What is the main difference between transforms from torchvision.transforms and torchvision.transforms.functional?

There are a lot of similar functions eg five_crop, affine etc. Whats the main differences? When should you use one from the other?

The functional API is stateless, i.e. you can use the functions directly passing all necessary arguments.
On the other side torchvision.transforms are mostly classes which have some default parameters or which store the parameters you’ve provided.
For example using Normalize, you could define the class and use it with the passed parameters. Using the functional approach, you would have to pass the parameters every time:

transform = transforms.Normalize(mean=(0.5, 0.5, 0.5), std=(0.5, 0.5, 0.5))
data = transform(data)

# Functional
data = TF.normalize(data, mean=(0.5, 0.5, 0.5), std=(0.5, 0.5, 0.5))

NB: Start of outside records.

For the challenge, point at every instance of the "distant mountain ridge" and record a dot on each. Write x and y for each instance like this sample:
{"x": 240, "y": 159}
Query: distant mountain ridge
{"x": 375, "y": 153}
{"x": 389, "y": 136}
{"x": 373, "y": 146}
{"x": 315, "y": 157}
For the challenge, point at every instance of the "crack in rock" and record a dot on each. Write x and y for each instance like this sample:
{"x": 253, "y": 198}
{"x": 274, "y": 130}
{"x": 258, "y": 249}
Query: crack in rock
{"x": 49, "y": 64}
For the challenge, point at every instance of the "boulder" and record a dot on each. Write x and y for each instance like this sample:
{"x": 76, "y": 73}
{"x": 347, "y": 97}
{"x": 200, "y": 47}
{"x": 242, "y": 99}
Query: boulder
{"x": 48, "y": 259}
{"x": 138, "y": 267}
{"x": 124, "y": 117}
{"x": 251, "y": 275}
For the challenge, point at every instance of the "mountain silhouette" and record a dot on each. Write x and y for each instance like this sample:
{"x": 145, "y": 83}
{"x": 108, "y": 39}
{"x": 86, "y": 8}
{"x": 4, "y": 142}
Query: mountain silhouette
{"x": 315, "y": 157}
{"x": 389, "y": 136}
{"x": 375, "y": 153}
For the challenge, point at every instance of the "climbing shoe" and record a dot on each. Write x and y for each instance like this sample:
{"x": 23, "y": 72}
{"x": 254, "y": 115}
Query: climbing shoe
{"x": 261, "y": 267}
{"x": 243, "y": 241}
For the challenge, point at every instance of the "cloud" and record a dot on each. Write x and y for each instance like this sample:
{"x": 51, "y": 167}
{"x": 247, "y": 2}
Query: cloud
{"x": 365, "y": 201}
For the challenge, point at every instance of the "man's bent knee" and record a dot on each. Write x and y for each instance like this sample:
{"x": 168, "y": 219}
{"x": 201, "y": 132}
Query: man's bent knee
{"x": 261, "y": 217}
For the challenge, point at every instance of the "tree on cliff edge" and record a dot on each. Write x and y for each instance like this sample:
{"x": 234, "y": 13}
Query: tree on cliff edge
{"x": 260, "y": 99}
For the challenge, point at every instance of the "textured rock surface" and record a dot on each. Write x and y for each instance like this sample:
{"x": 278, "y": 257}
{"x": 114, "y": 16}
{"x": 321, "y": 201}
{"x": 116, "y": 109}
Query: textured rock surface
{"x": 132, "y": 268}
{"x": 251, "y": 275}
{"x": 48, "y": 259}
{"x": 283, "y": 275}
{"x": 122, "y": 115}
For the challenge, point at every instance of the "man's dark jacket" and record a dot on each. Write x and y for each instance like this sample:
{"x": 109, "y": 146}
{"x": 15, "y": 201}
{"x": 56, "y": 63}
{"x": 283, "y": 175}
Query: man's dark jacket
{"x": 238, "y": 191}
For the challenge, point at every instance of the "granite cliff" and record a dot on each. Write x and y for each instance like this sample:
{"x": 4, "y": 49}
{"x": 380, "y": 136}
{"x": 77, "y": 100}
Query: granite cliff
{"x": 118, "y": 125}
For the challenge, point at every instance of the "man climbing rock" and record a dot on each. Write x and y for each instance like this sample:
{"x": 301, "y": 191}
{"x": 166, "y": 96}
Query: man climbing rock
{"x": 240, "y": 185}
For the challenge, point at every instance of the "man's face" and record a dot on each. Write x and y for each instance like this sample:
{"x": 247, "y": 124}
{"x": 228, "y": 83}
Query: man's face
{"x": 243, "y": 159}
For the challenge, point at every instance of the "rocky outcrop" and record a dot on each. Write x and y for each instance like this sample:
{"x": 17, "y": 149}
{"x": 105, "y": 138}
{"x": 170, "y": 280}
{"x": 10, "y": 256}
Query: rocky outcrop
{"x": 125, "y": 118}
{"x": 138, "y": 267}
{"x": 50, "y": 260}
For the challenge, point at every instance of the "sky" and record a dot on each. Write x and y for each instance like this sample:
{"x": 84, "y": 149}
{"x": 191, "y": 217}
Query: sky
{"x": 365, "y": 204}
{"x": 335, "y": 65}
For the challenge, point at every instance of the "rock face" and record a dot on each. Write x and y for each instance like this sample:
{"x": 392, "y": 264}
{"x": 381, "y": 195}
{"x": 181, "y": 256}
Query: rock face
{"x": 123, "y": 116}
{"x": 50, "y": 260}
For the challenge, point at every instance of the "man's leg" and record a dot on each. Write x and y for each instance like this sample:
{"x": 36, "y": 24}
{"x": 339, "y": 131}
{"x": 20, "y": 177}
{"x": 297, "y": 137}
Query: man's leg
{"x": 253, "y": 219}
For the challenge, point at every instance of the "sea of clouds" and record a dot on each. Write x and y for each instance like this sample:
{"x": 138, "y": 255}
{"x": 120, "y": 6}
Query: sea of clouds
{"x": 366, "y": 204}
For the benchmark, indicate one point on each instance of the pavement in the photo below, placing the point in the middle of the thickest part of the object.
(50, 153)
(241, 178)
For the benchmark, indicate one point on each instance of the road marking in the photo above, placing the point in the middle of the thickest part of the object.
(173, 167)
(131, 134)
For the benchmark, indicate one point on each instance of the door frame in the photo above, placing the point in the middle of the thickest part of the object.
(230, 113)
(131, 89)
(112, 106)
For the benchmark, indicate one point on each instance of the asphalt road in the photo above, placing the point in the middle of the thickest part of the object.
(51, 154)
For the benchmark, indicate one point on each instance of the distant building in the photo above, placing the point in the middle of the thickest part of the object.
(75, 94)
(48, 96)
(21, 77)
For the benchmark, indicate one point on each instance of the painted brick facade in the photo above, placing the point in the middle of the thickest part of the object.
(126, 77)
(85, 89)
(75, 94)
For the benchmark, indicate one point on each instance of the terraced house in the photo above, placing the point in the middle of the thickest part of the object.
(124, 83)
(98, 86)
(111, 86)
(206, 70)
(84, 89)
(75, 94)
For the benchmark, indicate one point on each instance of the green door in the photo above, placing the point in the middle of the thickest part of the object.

You can use the functional API to transform your data and target with the same random values, e.g. for random cropping:

i, j, h, w = transforms.RandomCrop.get_params(image, output_size=(512, 512))
image = TF.crop(image, i, j, h, w)
mask = TF.crop(mask, i, j, h, w)

Sometimes it’s also just your coding style.
While some find the functional API to be cleaner, some prefer the classes.

4 Likes

You can use the functional API to transform your data and target with the same random values, e.g. for random cropping

Thank you this was what I was looking for.

TF is import torchvision.transforms.functional as TF correct?

Yes, sorry for not mentioning it.